As described above, only the part corresponding to the active area of the substrate is embossed on the rubber plate attached to the printing roll to embody the present invention, and the following effects can be obtained.

First, since the area of the embossed portion formed on the rubber plate is reduced, the alignment liquid transferred thereto is reduced, thus reducing the area of the alignment layer printed on the substrate, thereby reducing the amount of the alignment liquid used in printing the alignment layer. In addition, since the alignment layer is formed only in the active region on the substrate, an additional process of removing the alignment layer applied to the dummy portion may be omitted.

Second, since the area of the alignment film formed on the substrate is small, the area of the alignment liquid transferred onto the roll printing the alignment film is also reduced. The size of the rolls can be reduced because the size of the anneal roll, doctor roll, and printing roll needs to be larger than the width of the active area on the substrate. Therefore, the cost of purchasing a roll can be reduced, and in particular, the cost of purchasing an anilox roll which is expensive can be reduced.

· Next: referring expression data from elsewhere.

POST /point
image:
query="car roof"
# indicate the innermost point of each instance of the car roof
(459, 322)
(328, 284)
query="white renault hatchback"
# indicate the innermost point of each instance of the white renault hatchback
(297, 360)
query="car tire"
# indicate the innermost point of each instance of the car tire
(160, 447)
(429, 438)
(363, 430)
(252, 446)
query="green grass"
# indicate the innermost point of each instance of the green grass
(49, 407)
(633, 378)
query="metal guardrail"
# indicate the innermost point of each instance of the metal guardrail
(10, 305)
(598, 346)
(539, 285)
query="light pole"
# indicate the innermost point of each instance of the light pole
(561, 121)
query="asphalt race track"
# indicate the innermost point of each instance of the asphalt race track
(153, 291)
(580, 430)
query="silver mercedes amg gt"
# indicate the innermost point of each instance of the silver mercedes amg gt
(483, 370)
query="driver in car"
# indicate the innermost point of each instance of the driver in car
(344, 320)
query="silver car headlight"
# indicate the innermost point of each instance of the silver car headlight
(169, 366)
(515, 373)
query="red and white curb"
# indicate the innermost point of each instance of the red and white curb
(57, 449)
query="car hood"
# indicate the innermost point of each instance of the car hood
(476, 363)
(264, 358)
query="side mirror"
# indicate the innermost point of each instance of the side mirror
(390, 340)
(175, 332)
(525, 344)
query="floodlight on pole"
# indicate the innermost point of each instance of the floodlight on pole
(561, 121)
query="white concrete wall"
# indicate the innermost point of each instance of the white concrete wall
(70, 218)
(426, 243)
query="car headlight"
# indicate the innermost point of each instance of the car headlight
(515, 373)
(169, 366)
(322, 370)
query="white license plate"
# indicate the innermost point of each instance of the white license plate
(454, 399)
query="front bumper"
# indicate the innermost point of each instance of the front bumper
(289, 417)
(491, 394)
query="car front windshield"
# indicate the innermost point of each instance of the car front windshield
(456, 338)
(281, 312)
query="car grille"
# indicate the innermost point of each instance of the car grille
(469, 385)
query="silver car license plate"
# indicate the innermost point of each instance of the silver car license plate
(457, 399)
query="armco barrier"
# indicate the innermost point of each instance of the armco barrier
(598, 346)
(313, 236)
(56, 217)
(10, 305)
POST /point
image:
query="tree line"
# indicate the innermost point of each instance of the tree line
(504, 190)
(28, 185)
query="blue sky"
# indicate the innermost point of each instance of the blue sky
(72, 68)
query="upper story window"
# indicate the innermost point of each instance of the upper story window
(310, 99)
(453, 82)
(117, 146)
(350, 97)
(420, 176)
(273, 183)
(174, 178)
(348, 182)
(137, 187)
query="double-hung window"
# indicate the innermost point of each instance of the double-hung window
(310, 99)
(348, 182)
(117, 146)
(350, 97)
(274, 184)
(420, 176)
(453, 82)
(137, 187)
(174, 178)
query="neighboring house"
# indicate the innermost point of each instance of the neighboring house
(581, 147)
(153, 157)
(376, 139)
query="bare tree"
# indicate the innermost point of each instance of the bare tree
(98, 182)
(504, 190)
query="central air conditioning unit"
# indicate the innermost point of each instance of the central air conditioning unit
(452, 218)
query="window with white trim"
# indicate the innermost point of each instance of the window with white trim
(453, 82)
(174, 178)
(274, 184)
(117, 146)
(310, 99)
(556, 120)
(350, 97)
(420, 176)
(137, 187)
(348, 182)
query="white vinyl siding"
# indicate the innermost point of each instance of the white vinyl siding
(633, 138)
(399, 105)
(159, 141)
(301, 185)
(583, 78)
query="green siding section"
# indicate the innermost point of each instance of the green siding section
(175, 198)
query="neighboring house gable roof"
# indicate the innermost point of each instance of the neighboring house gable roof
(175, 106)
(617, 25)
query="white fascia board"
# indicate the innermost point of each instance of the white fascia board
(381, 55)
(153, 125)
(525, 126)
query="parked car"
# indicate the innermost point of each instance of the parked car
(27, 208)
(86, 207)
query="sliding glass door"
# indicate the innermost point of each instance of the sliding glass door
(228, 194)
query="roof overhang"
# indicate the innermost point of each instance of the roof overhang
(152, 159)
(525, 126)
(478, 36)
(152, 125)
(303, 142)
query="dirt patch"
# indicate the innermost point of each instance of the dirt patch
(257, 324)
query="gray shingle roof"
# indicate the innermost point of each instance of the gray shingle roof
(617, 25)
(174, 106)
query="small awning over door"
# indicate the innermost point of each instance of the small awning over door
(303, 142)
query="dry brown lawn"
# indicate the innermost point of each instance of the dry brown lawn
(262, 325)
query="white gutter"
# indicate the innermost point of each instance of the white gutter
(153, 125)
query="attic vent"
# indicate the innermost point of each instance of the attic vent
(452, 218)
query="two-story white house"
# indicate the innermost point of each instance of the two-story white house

Third, since the alignment liquid supply region on the anilox roll is reduced, it is possible to reduce the time for the dispenser to supply the alignment liquid while reciprocating over the anilox roll. The dispenser may be installed to move only by the width corresponding to the active area on the substrate, thereby reducing the round trip time of the dispenser, thereby reducing the time required for the entire process.

Claims (5)

Alignment liquid supply means provided to supply the alignment liquid; A first roll receiving the alignment liquid from the alignment liquid supply means; A second roll rotating adjacent to the first roll so that the supplied alignment liquid forms a uniform film on the first roll surface; Alignment film printing means having an embossed pattern corresponding to an active region in which switching elements or color filters are formed on the substrate; A third roll to which the alignment film printing means is attached and installed to rotate in contact with the first roll to transfer the alignment liquid from the first roll to the alignment film printing means and to retransfer the alignment film onto the substrate; Alignment film printing apparatus of the liquid crystal display device comprising a. 2. An alignment film printing apparatus for a liquid crystal display device as claimed in claim 1, wherein said alignment film printing means is made of a rubber plate. The alignment film printing apparatus of claim 1, wherein the alignment liquid supplying means is provided to reciprocate the upper portion of the first roll by a section in which an active region on the substrate is formed. The alignment liquid supplying unit supplies the alignment liquid to the first roll; Forming an alignment liquid supplied to the first roll into an alignment film having a uniform thickness; Transferring the alignment film to alignment film printing means attached to a second roll which abuts against the first roll and rotates; Preparing a substrate divided into an active region and a dummy region; Retransferring an alignment layer to the active region of the substrate using the second roll Alignment film printing method of a liquid crystal display device comprising a. 4. The method for printing an alignment film of a liquid crystal display device according to claim 3, wherein the alignment liquid is supplied from the alignment liquid supply part to the first roll by the width of the active region on the substrate.